Marc Lore sold his last startup, Quidsi, to Amazon for more than $US500 million. He’s working on a new Amazon-like company, Jet.com, and he’s implementing some unique management tactics.
Lore, who just raised $US80 million for a discount-heavy e-commerce shop, doesn’t have a desk. Instead he has a locker where he stores his computer and roams around the four Jet.com buildings in Montclair, NJ. There are already more than 100 people working for the startup, which recently launched in closed beta for friends and family members to test.
Lore posts every board presentation online for his employees to see. He also is open when talking about employee stock options. He gave a company-wide presentation about the difference between preferred and common stock, what Jet.com’s financial structure it is, and how to calculate what stock options are worth.
Business Insider visited Lore in Montclair on Friday and discussed what he’s building and how he’s keeping top talent — many of his employees are former Quidsi people — happy. To maintain a strong company culture, Lore enforces three core values: transparency, trust and fairness.

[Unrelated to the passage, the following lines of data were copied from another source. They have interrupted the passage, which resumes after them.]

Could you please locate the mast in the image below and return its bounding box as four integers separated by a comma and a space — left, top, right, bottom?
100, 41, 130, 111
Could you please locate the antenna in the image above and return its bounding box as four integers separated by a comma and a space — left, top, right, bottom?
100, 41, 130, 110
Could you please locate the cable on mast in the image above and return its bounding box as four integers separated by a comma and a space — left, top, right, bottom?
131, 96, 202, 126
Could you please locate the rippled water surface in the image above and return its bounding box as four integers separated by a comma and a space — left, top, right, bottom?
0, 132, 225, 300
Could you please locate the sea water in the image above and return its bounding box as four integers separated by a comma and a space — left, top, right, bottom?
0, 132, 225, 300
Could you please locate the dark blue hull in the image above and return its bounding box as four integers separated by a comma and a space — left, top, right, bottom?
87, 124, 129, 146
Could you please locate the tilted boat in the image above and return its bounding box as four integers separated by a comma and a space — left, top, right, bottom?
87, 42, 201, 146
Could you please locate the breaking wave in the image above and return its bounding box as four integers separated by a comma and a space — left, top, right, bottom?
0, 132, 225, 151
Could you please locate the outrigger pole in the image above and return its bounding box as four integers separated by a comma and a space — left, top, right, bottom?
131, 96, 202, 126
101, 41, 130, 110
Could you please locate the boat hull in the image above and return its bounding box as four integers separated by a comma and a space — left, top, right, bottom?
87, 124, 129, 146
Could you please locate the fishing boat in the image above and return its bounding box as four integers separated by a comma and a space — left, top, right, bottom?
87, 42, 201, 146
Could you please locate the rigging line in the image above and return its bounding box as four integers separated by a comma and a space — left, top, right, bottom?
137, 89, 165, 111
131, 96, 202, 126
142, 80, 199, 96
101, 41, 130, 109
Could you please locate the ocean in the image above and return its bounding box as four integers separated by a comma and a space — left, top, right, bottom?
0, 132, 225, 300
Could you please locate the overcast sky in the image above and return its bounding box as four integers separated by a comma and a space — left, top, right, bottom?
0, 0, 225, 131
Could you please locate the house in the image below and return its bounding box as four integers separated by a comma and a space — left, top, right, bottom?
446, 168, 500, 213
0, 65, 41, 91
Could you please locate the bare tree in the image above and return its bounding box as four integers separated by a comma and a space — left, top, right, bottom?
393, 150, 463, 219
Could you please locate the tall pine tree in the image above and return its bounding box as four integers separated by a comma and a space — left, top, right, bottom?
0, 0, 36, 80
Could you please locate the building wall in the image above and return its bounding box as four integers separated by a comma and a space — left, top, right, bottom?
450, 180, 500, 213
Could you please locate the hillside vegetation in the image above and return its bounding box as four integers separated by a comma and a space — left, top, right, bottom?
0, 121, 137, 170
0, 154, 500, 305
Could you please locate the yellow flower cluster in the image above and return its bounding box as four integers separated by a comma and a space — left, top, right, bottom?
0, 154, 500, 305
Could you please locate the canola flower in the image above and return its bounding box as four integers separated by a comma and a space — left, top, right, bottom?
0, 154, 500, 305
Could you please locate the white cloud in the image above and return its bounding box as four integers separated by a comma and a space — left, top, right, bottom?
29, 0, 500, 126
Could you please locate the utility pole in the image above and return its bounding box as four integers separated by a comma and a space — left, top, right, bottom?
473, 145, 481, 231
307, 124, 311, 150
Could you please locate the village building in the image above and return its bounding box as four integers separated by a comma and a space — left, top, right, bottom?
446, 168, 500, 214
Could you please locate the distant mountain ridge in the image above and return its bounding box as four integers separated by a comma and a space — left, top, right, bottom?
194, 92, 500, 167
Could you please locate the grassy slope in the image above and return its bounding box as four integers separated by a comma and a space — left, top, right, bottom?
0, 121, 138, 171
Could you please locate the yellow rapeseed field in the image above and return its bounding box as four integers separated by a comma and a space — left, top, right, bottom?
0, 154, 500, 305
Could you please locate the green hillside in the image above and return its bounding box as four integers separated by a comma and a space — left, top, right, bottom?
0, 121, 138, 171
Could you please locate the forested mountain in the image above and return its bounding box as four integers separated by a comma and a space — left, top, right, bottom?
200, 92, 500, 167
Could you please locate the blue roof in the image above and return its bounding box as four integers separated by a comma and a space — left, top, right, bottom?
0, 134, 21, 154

Lore believes he’s implemented a sure-fire way to keep employees from bickering about salaries, getting jealous of coworkers, and demanding raises. He’s created ten levels of salaries and titles, ranging from lower-level associates to associate directors, directors, vice presidents, SVPs and C-levels. Every person that’s recruited to work for Jet.com is assigned to one of the ten levels based on work experience and assigned the corresponding salary and stock option grants. Lore and his four executives determine every candidate’s fate, so there’s no salary negotiation ever. You either accept that pay level or decline. The only way to make more is to get promoted to the next tier.
For example, a person with seven years of work experience would likely fall into the mid-level “Associate Director” tier, which earns a $US125,000 salary and is granted 27,500 stock options.

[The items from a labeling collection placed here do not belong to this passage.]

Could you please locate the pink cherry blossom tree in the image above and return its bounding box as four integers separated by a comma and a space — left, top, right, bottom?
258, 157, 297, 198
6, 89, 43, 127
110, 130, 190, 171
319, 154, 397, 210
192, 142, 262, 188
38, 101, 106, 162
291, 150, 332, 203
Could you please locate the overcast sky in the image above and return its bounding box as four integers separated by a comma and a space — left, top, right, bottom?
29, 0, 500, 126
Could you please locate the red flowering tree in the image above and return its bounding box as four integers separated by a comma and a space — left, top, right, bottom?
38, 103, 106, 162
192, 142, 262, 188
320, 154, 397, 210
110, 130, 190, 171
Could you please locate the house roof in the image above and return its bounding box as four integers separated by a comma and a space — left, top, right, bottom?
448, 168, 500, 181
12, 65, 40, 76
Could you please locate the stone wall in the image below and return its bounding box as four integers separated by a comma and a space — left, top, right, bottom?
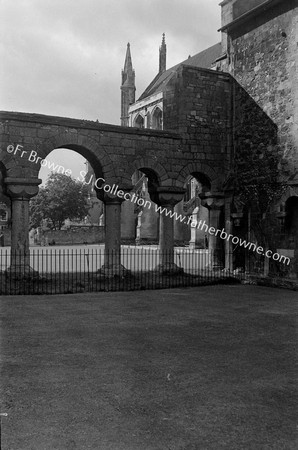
231, 0, 298, 173
164, 66, 231, 188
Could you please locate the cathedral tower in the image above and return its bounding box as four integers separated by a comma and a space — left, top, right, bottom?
120, 43, 136, 127
159, 33, 167, 73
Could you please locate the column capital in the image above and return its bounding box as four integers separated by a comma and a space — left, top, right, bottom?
200, 192, 225, 210
4, 177, 42, 200
153, 186, 185, 207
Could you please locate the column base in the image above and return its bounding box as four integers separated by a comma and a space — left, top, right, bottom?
153, 263, 184, 275
97, 264, 131, 278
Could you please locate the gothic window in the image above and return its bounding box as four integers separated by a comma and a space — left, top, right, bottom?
152, 107, 163, 130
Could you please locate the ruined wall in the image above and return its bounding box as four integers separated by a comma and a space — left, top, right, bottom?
230, 0, 298, 173
164, 66, 231, 189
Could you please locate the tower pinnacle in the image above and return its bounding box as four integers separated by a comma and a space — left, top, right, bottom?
120, 42, 136, 127
159, 33, 167, 73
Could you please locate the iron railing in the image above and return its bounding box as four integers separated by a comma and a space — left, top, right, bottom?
0, 247, 243, 295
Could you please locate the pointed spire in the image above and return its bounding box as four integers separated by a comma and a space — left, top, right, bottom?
124, 42, 133, 72
159, 33, 167, 73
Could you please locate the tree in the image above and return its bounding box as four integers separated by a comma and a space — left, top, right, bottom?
30, 173, 89, 230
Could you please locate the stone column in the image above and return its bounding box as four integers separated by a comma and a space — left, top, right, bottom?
200, 193, 225, 270
154, 187, 185, 274
99, 189, 128, 277
4, 178, 42, 276
225, 198, 233, 272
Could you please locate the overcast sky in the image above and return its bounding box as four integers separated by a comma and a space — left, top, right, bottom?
0, 0, 220, 181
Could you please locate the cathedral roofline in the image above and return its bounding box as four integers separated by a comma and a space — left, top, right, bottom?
218, 0, 283, 32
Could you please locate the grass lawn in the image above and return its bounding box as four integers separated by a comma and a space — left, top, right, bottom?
0, 285, 298, 450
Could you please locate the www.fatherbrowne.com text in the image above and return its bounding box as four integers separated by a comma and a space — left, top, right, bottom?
7, 144, 290, 265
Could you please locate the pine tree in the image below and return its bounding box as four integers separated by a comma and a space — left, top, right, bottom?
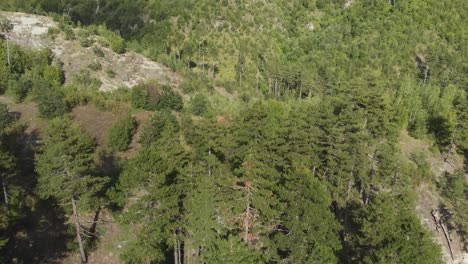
36, 118, 107, 262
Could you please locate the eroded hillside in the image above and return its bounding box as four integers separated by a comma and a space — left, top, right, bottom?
0, 12, 180, 91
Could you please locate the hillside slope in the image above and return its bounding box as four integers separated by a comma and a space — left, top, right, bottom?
0, 12, 180, 91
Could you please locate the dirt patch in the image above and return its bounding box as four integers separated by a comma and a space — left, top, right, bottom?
0, 11, 181, 91
399, 130, 464, 177
119, 111, 154, 159
416, 184, 468, 264
72, 104, 121, 146
0, 95, 47, 134
399, 130, 467, 264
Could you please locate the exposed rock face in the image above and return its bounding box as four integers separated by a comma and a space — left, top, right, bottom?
0, 12, 57, 48
0, 11, 180, 91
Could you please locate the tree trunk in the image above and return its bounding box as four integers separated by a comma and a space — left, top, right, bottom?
208, 147, 213, 178
71, 195, 87, 263
2, 179, 8, 206
6, 35, 11, 66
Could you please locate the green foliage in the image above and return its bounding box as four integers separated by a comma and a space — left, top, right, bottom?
88, 61, 102, 71
130, 85, 151, 110
353, 194, 442, 263
36, 118, 107, 207
97, 26, 126, 53
438, 170, 468, 239
189, 94, 210, 116
43, 65, 65, 87
34, 81, 70, 118
106, 115, 137, 151
156, 86, 184, 111
130, 83, 184, 111
93, 46, 104, 58
139, 110, 180, 145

Tech hires at Jet.com have a different pay range than the business and sales side. But both use the same ten-tier tactic. This management strategy is used by a few larger companies, namely banks.

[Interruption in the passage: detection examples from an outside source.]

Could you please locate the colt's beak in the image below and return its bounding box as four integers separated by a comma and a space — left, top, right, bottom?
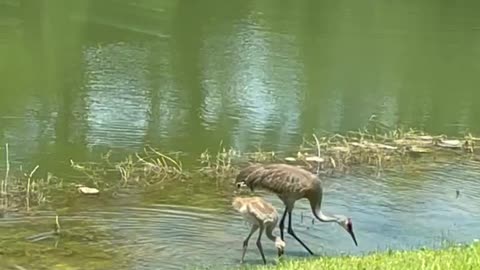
348, 230, 358, 247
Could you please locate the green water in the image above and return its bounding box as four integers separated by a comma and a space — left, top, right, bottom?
0, 0, 480, 269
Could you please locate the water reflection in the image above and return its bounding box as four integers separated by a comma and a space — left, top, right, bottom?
84, 43, 149, 148
1, 161, 480, 269
0, 0, 480, 269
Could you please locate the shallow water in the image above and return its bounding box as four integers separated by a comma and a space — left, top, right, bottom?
0, 161, 480, 269
0, 0, 480, 269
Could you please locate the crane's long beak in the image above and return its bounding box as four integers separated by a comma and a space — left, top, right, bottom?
348, 230, 358, 247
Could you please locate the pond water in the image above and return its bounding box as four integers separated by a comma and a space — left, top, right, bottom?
0, 0, 480, 269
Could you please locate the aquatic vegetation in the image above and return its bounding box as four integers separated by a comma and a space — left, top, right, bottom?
245, 244, 480, 270
0, 117, 480, 213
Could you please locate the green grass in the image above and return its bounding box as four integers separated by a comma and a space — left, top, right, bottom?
249, 243, 480, 270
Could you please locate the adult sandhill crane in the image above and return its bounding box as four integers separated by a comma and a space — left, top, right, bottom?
232, 197, 285, 264
235, 164, 358, 255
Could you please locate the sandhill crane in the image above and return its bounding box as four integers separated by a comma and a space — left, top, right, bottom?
235, 164, 358, 255
232, 197, 285, 264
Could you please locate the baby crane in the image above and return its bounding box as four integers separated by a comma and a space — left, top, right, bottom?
235, 137, 358, 255
232, 197, 285, 264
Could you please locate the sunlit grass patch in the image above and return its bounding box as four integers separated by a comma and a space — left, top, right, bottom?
246, 244, 480, 270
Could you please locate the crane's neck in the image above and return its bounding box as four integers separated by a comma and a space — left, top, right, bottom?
314, 210, 338, 222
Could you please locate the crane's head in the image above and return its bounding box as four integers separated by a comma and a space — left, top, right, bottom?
337, 216, 358, 246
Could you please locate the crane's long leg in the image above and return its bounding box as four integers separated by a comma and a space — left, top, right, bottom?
287, 211, 314, 255
257, 226, 267, 264
240, 224, 258, 263
278, 207, 288, 241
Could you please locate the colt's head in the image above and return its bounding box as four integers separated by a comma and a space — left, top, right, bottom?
337, 216, 358, 246
275, 237, 285, 257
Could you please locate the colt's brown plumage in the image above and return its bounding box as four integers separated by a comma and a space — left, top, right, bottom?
235, 164, 357, 255
232, 197, 285, 264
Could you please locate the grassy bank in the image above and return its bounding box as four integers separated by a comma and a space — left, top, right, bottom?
249, 243, 480, 270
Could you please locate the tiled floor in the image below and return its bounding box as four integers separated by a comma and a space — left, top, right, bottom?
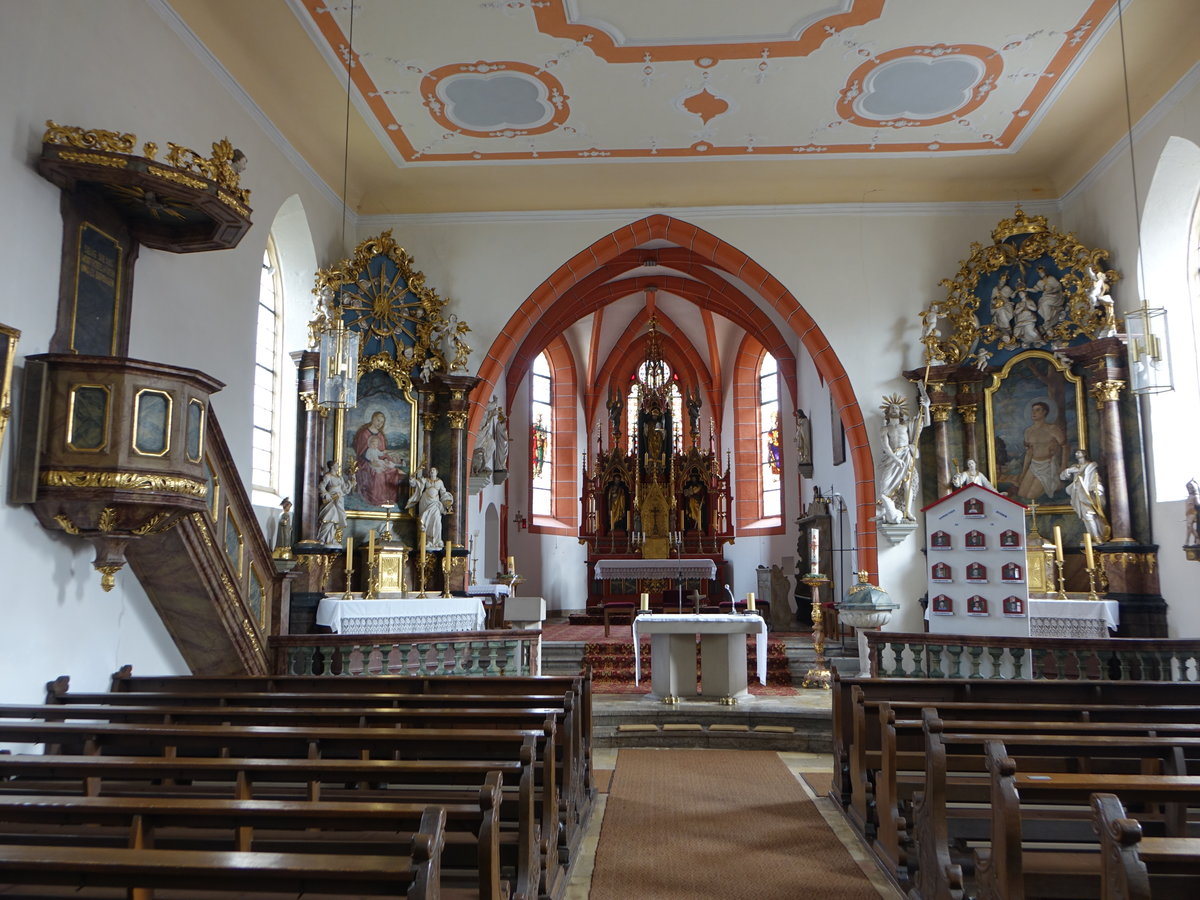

On occasion, Lore’s team has gotten the level wrong and quickly bumped an employee up to the next pay tier. Lore did this to one candidate who accepted a job at Jet.com but hadn’t started yet. The person was pleasantly surprised to learn they’d be making tens of thousands more than they had initially agreed to.
What happens if Jet.com accidentally places an employee at a pay-tier that’s too high? Lore says he and his executives are trying to figure that out right now. They will either have to have a tough conversation and bring that person down a notch (at which point the person may get angry and walk) or they will have to keep that person at the same level for a long time, while peers get promoted around them (also not fun).
And what happens when an employee comes to Jet with a higher offer from another firm? If Lore abides by his ten-tier system, he won’t be allowed to make a counter offer. Lore says in that situation, he’d let the candidate walk, although he admits it will be hard to stomach for some of his top talent.